Os velhinhos militares
tentavam encontrar no meio da nossa malta conterrâneos seus. Eu encontrei um
amigo de uma aldeia vizinha, que por sinal veio a ensinar-me o ABC daquela
guerra e de toda aquela zona que eu desconhecia, o que me permitiu levar a bom
termo uma comissão sem grandes percalços.
A noite chegou
e a hora do tacho também. Fomos todos - velhinhos e maçaricos - para o
refeitório Foi uma festa de arromba, comida boa e à farta com direito a baile,
feito com um conjunto musical da Sanzala do Banza Quibaxe, que faziam inveja a
qualquer um de cá da Metrópole.
Os velhinhos, para nos animarem e para esquecermos
a praxe que tínhamos levado, fizeram-nos uma surpresa. Foram às sanzalas
vizinhas, convidaram as raparigas para participarem no baile, onde todas elas
deram festival. Fizeram amizades com todos nós, maçaricos, agarraram-nos e
ensinaram-nos a dançar merengue. Foi lindo, e no final cada um de nós ficámos a
saber quem passava a ser a nossa lavadeira para toda a nossa comissão.
Foi em 1973,
mas parece que foi ontem.
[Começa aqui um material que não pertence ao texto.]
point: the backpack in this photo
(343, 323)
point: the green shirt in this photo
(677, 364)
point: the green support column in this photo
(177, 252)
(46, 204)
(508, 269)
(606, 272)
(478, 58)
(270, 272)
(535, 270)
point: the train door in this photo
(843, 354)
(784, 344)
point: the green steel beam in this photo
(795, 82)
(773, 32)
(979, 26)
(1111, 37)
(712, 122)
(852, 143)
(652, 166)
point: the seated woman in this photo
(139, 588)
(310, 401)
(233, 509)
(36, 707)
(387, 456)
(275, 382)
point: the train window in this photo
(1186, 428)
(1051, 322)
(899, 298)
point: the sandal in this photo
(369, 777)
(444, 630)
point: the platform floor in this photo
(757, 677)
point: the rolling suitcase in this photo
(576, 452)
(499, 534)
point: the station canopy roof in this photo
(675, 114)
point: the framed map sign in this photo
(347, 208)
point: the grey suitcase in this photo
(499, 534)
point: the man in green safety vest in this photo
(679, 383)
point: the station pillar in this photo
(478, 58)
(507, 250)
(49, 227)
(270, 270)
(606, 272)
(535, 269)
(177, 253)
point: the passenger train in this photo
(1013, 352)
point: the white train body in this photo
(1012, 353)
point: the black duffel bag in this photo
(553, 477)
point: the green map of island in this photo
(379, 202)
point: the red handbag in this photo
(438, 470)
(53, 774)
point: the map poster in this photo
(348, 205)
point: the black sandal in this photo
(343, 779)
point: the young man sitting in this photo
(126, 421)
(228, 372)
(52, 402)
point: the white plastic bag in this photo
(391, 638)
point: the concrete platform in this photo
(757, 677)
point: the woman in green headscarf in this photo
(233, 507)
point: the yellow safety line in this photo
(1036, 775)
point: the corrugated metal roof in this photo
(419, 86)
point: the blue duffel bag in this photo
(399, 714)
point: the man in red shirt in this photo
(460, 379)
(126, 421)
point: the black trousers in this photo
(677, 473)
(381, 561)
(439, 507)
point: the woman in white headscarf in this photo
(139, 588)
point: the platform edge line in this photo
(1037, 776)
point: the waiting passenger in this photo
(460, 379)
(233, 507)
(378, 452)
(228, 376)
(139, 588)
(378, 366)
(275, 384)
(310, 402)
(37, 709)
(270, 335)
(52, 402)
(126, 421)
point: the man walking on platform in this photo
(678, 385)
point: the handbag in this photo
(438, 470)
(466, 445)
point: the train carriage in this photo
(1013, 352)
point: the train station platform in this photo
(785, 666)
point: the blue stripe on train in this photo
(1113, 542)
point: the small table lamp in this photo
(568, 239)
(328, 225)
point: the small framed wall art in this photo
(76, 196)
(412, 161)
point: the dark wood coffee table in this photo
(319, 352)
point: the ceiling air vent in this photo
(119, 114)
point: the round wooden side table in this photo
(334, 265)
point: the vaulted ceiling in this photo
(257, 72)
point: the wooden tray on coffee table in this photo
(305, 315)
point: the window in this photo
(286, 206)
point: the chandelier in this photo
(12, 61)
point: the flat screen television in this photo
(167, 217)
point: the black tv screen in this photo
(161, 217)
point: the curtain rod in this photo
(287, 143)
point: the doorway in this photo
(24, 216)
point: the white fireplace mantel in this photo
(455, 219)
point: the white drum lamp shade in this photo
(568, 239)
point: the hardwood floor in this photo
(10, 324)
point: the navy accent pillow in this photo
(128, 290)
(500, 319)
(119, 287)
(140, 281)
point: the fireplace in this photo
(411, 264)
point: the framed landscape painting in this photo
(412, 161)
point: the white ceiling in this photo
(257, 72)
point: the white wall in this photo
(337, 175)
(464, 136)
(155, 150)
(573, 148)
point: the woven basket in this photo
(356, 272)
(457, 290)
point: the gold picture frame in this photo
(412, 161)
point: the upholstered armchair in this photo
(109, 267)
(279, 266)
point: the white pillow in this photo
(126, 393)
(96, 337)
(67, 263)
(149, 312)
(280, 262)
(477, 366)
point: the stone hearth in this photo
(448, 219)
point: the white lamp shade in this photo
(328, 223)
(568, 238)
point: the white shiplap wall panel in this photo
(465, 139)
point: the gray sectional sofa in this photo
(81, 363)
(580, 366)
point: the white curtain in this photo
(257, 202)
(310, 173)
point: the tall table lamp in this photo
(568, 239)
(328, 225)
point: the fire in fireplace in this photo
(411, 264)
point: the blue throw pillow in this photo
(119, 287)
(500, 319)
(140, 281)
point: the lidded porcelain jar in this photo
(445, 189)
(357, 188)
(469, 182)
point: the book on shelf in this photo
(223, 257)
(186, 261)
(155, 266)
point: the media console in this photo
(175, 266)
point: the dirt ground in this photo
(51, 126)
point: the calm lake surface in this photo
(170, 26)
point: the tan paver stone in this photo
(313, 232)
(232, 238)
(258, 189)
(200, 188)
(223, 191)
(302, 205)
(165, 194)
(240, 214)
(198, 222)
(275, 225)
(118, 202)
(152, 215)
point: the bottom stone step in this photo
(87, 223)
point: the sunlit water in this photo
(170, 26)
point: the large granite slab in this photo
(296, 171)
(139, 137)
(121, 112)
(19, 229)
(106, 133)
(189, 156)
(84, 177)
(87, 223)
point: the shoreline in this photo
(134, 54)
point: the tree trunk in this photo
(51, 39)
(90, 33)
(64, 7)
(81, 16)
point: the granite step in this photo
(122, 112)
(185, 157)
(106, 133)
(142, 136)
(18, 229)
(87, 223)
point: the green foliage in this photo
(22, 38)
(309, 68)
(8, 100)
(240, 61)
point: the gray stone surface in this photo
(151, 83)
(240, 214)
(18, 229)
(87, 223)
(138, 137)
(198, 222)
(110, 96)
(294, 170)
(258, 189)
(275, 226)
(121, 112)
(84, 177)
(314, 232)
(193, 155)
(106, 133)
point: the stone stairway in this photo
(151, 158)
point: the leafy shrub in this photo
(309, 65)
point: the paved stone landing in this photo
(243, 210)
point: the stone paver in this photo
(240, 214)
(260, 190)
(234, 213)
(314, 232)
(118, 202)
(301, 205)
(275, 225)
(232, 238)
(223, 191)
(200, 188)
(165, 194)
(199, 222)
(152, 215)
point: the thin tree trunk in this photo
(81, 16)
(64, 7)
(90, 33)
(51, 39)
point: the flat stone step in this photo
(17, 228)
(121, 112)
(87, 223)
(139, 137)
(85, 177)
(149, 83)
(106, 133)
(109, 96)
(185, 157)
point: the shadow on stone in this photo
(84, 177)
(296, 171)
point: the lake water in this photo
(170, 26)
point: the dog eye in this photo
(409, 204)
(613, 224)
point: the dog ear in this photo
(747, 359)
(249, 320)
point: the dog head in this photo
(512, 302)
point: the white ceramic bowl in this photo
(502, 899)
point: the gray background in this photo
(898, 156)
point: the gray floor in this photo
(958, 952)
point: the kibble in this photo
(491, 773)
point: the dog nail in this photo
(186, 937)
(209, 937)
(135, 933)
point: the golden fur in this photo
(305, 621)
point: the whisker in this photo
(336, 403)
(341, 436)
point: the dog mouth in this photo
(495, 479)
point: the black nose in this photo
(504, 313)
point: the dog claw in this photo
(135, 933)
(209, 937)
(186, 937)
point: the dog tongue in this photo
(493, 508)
Recordo esses momentos com alegria e satisfação.
Manuel “Kambuta
dos Dembos” Lopes
5 comentários:
O Manuel Lopes "Kambuta dos Dembos" recorda com piada e ao mesmo tempo com um misto de saudade, a sua chegada a África. A viagem e as partidas que os veteranos lhe fizeram e sempre o faziam aquando das rendições tão desejadas, após o términus das suas comissões. Sempre fizeram aos maçaricos, periquitos e outros "itos/as"!.. Foi ontem, mas já passaram muitos anos e eramos jovens, mas há factos que não se esquecem e que se recordam como se tivessem acontecido apenas há dias, tão presentes ficaram nas nossas e, na sua memória,(o primeiro dia em terras africanas). Vá recordando e contando. Um abraço para o amigo e também para a Hortense.
M ª Arminda
O Manel estava-se a esticar :-)
Não sei porquê mas a sua pose faz-me lembrar filme Nascido Para Matar, mas numa cena que foi cortada, em que o protagonista tinha uma sessão de convívio com umas "piquenas" que concorriam a misse Angola.
O Manel era como se costuma dizer ....membro do jure do a trás referido certame .
Um abraço Manel e qual delas ganhou?
Um abraço ao Manuel Lopes!
Se há regressos bons, os melhores são sem dúvida os das guerras!
É o coração a falar. Gostei. Parabéns Manuel. Um abraço e até sexta.